With Guyana encountering significant gas discoveries, moves should be made to develop a downstream petrochemical sector or export those molecules to gas producing companies in Trinidad and Tobago, says Randall Mohammed, Managing Consultant at Global Energy Advisory Services.

The Trinidad consultant, who works in the United Arab Emirates, made this comment following revelations in the local media that ExxonMobil and its partners are encountering enormous gas deposits in its Stabroek Block which is estimated at more than three trillion cubic feet in size. Guyana Standard had reported on this matter, noting that the gas is being re-injected since there is no plan by the government for commercialization. (See link for details: https://www.guyanastandard.com/2019/07/25/sizeable-gas-discoveries-being-made-by-exxon-but-nothing-can-be-done-with-it-industry-report/)

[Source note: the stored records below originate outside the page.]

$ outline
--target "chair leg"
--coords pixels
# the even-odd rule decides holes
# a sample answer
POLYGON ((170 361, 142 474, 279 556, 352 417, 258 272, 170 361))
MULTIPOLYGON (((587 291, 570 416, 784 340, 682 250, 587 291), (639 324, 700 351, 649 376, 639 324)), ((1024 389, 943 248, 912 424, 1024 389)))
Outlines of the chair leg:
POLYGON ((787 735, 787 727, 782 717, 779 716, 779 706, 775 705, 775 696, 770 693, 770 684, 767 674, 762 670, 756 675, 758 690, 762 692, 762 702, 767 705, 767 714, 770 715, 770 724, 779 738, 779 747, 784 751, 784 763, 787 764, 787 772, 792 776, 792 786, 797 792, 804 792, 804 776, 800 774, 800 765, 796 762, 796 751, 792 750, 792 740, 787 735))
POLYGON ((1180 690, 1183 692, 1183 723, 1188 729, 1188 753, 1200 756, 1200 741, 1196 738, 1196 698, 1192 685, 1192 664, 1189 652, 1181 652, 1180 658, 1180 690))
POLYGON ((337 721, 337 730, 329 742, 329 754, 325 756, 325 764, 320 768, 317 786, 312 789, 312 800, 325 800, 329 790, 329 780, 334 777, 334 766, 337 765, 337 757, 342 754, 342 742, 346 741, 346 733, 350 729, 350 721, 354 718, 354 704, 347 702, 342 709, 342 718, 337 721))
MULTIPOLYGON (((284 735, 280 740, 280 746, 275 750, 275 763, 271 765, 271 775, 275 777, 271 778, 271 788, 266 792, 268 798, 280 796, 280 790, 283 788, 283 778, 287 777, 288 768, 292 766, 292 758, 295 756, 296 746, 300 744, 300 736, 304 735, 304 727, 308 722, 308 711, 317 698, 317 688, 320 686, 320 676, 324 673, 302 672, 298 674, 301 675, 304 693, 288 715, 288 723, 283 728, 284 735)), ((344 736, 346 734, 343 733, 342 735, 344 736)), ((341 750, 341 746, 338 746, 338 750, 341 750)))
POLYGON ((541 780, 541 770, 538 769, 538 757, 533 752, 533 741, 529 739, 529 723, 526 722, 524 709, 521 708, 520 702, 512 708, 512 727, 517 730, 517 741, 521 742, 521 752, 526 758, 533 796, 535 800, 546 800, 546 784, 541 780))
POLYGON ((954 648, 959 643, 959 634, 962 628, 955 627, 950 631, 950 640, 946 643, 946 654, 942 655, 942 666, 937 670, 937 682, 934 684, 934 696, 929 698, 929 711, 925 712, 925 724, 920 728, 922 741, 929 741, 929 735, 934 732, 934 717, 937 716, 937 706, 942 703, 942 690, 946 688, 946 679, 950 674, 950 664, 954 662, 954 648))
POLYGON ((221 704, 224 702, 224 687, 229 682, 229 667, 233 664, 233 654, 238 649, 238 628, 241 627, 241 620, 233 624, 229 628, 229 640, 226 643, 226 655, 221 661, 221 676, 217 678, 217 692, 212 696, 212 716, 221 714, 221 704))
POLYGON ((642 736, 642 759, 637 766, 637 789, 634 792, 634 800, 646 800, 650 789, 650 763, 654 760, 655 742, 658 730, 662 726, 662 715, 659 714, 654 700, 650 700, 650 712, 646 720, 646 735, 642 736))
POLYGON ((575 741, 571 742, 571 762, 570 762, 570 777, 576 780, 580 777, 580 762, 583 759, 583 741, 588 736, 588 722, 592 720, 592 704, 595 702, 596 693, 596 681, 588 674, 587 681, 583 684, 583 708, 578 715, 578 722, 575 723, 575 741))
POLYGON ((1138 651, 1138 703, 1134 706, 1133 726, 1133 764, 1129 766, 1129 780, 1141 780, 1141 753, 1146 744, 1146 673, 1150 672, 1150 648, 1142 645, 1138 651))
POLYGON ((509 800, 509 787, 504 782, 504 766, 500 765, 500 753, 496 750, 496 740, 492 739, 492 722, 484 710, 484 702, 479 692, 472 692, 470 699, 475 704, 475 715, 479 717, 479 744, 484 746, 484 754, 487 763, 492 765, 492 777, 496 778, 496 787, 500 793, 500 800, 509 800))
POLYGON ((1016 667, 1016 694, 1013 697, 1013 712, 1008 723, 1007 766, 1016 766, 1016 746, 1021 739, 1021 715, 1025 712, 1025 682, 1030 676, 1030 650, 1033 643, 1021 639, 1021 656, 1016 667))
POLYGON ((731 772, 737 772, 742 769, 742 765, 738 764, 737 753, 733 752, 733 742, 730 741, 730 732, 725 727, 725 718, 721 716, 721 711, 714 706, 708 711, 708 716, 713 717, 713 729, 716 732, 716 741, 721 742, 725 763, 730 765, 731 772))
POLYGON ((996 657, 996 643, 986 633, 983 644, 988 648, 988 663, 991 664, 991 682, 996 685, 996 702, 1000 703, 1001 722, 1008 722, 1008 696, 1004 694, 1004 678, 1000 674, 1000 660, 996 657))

Presuming that the finds are associated gas, Mohammed said it would be interesting to see how the government and the operators would address its development.

The Consultant said, “Generally, oil companies treat oil as first priority because it’s viewed as more economically viable. More so when gas prices are its lowest in decades. However, associated gas is more viable than non-associated gas because it’s developed from the same oil-producing well. But the future of energy is natural gas…working alongside renewables which contribute to a more environmentally friendly energy mix.”

He added, “Today, we are seeing governments, National Oil Companies and International Oil Corporations in Oman, Nigeria, Iraq, and the US embarking on ambitious projects to harness flared gas and converting it to liquefied natural gas, natural gas liquids, gas-to-liquids, and electrical energy.”

On this premise, the Trinidadian said that there is an opportunity before countries like Guyana to harness indigenous gas to develop their power generation, develop downstream petrochemical sector or export molecules to nearby territories.